あなたはコンピュータを理解していますか?

 読んでいるうちに、コンピュータの世界に誘惑されてしまう本だ。コンピュータとは一体何なのかを身近な比喩を用いて、コンピュータに関する科学的な知識のない人に分かり易く解説している。その解説の仕方が秀逸だ。科学に無知な人間は、コンピュータなんてどうせ複雑でわけわからない仕組みで作られているんだろうと最初から仕組みを考えるのを諦めてしまうけど、この本は身近な例を出してコンピュータの仕組みを説明してくれるので、コンピュータが身近なものに感じられる。
 コンピュータは今や人々の生活になくてはならないものなので、みんなソフトの使い方は必死で習得しようとする。でもコンピュータが動いている基礎の部分の仕組みに関しては全く知らない人が多いだろう。もちろんそんなことはコンピュータを使う上では知っている必要はないのかもしれない。でも知っているとコンピュータへの向き合い方が確実に変わると思う。著者はこんな面白いことを言い出す。

人間の5つの感覚のうち、コンピュータは触覚ただ1つを持っているに過ぎません。(p.106)
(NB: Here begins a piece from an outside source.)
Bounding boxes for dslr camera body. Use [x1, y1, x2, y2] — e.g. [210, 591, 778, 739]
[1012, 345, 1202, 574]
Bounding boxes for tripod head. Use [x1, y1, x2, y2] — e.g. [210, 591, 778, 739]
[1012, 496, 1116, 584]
これはコンピュータがマウスとキーボードからほとんどの情報を得ているということを言い表した言葉だ。このことも当たり前のことなんだけど、言われてみるとはっとする。つまり人間同士のコミュニケーションは多くの場合、視覚、聴覚、触覚などで様々な情報をやりとりしているのに、人間がコンピュータに伝えるときは触覚のみだということだ。よくコンピュータを擬人化して「なんで急いでいるときに言うことをきいてくれねえんだよ」とか言ってしまうのは、このことを忘れてしまっているからだろう。

 専門的な言葉は極力使わないようにしているし、使う場合は必ず詳しく解説してくれる。込み入った話も全然出てこない。ただ、あまりにやさしく解説しようとするせいか、どうしても大雑把になっている気がした部分もあった。そうゆう部分は巻末の参考文献を読んでさらに理解を深めたい。